Les Miserables tells the story of Jean Valjean (Hugh Jackman), an ex-convict, who goes from a life of hate and misery, to one of honesty and virtue. He breaks his parole and is hunted down by police inspector Javert (Russell Crowe).
In time, Valjean becomes the respectable mayor of a small town who offers help to those in need, including the troubled Fantine (Anne Hathaway), whose death would mark a turning point in his life. He adopts her daughter as played by Isabelle Allen, who makes her film debut as the young Cosette.
In the second half of the film, nine years would have passed since Fantine’s death; General Lemarque is dead, and his students Enjolras (Aaron Tevit) and Marius (Eddie Redmayne) have started a revolution, having built the infamous barricade. Amidst all of the gunpowder, blood and rain, a love triangle forms between Eponine (Samantha Barks), Marius (Eddie Redmayne) and Cosette (Amanda Seyfried). An aged Valjean, as Cosette’s foster father, tries to protect Cosette from the truth about his past life, and from the ever-determined Javert.
The stellar cast performs their songs with intensity. Audiences will surely scream over Anne Hathaway’s raw version of I Dreamed A Dream, and laugh at the Thenardiers’ (played by the deliciously wicked Sasha Baron Cohen and Helena Bonham Carter) cheap and kooky antics in “Master of the House”. Hugh Jackman, who has an impressive theater career (as well as a Tony Award), plays Valjean with such care and power, ranging from distraught to vulnerable to fatherly while hitting the notes. Anne Hathaway’s vivacious portrayal as Fantine is also praiseworthy, and has not gone unnoticed by critics and awards.
The cast also features some familiar faces, such as Colm Wilkinson, who plays the original Valjean in both West End and Broadway Versions of “Les Mis” and comes full circle, playing the bishop who originally saves Valjean.

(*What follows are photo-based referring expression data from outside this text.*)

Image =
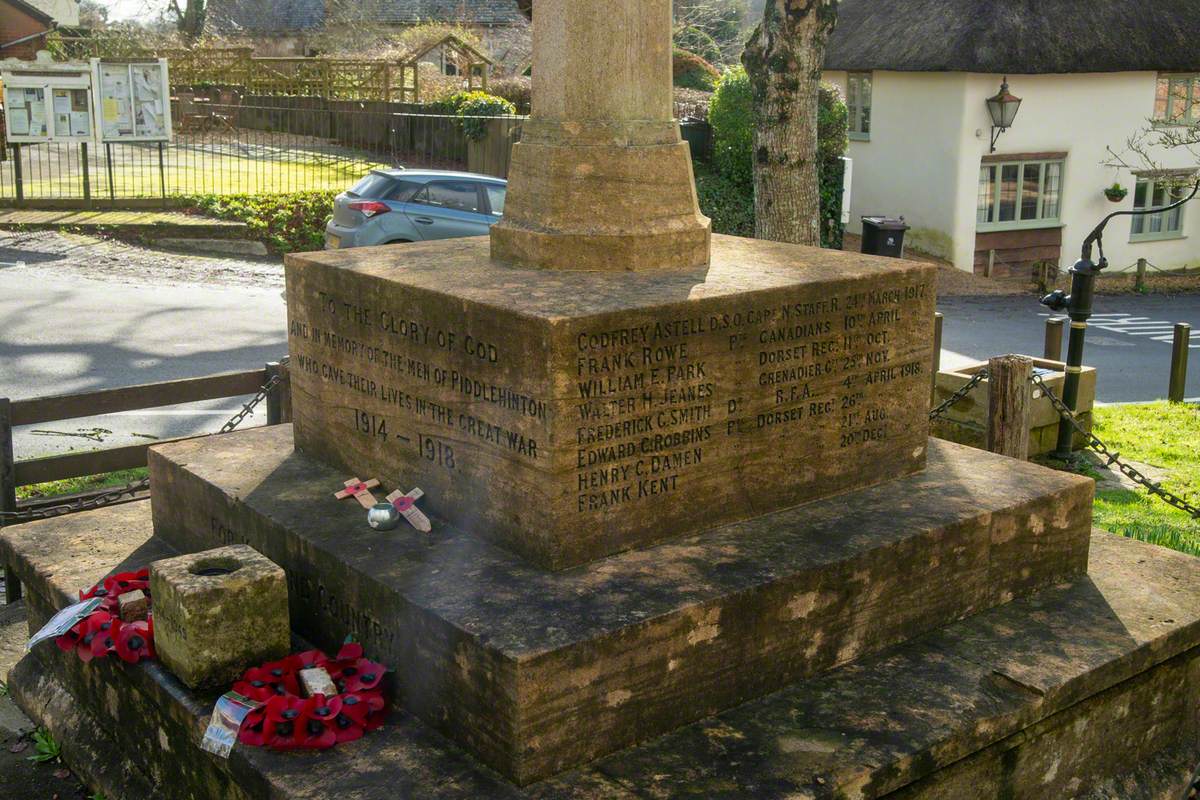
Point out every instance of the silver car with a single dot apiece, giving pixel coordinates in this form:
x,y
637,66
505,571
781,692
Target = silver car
x,y
395,205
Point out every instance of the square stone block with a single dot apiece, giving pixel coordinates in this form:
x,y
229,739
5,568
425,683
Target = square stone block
x,y
569,415
217,613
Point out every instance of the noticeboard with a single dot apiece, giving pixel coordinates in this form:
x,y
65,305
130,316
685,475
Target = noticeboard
x,y
133,101
47,106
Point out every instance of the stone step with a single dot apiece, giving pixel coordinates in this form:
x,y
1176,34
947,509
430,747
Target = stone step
x,y
537,672
1059,695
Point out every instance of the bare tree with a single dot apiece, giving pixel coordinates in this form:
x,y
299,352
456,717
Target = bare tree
x,y
190,18
784,60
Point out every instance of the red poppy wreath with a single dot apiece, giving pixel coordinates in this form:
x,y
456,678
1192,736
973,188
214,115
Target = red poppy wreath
x,y
102,632
287,721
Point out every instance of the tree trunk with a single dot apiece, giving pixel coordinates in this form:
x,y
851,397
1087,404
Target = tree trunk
x,y
784,59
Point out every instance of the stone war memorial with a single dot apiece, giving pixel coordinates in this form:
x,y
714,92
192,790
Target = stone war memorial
x,y
688,534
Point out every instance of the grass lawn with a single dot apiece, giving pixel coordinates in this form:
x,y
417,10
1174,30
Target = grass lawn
x,y
1167,435
72,485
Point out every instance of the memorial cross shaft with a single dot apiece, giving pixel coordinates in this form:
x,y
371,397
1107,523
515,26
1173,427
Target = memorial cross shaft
x,y
601,179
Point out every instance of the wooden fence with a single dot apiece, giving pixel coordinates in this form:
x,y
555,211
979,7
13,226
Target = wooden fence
x,y
107,401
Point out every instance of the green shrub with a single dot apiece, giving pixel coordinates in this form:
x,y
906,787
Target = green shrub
x,y
731,114
467,104
693,72
726,203
286,223
694,40
515,89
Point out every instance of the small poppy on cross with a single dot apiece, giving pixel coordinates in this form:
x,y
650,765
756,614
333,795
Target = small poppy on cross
x,y
360,491
406,504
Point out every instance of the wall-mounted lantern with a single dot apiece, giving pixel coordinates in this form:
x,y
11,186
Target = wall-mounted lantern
x,y
1003,110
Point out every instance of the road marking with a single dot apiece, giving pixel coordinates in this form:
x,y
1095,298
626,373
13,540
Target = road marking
x,y
1156,329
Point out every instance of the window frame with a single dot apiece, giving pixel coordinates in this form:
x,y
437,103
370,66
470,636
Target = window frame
x,y
1191,104
1018,223
480,196
1146,234
855,110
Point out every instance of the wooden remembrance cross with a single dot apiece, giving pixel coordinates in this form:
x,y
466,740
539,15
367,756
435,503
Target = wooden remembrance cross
x,y
360,491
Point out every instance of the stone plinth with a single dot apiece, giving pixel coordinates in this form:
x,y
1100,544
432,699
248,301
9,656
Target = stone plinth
x,y
217,613
600,179
1026,699
535,672
573,415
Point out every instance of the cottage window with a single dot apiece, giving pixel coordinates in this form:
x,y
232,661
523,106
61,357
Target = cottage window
x,y
1177,98
858,104
1019,194
1153,193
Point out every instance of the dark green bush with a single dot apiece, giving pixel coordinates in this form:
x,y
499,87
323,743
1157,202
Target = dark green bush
x,y
467,104
286,223
731,114
726,203
693,72
694,40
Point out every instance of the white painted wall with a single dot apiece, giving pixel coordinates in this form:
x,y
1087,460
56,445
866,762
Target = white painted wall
x,y
65,12
930,130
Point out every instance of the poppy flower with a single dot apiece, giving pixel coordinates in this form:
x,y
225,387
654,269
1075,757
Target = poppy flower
x,y
97,636
135,642
283,729
252,731
317,716
69,641
358,675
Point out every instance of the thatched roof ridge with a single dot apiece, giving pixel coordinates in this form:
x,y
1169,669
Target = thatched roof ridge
x,y
1017,36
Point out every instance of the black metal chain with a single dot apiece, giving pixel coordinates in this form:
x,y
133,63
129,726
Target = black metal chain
x,y
945,405
133,487
1110,458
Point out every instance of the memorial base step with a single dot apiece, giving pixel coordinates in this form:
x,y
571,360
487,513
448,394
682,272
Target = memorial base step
x,y
537,672
1087,689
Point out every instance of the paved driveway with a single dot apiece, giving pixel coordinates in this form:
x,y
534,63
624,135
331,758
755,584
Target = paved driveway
x,y
83,314
1128,341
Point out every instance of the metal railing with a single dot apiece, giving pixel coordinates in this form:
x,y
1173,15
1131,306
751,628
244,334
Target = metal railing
x,y
261,145
269,385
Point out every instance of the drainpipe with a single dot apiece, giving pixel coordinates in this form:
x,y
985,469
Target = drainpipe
x,y
31,36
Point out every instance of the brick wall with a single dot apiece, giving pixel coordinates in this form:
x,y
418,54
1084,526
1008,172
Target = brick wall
x,y
15,24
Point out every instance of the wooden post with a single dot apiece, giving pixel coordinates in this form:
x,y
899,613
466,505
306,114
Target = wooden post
x,y
1180,362
7,491
937,353
1053,348
1008,405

Frances Rufelle, the original Eponine in both productions, plays a prostitute in the backdrop. Hadley Fraser, who starred as Javert in West End, plays a gendarme in the film, while Samantha Barks, who played Eponine not only in the West End, but also during the 25th Anniversary Concert of Les Miserables, returns to the movie adaptation as the same character.
Although Tom Hooper’s direction involves, many, many facial close-ups that are a little too close for comfort, the stunning visuals, such as the ship in the opening scene and the red flags waving in the barricade, make up for it. Aside from the theatricality of the film, he brings the viewer back to a romantic era France, where the revolution is in vogue.
The film lives up to its hype, with such impressive visuals and equally (if not, more) impressive vocals that bring Victor Hugo’s classic novel to life, leaving audiences hearing the people sing the songs of angry men.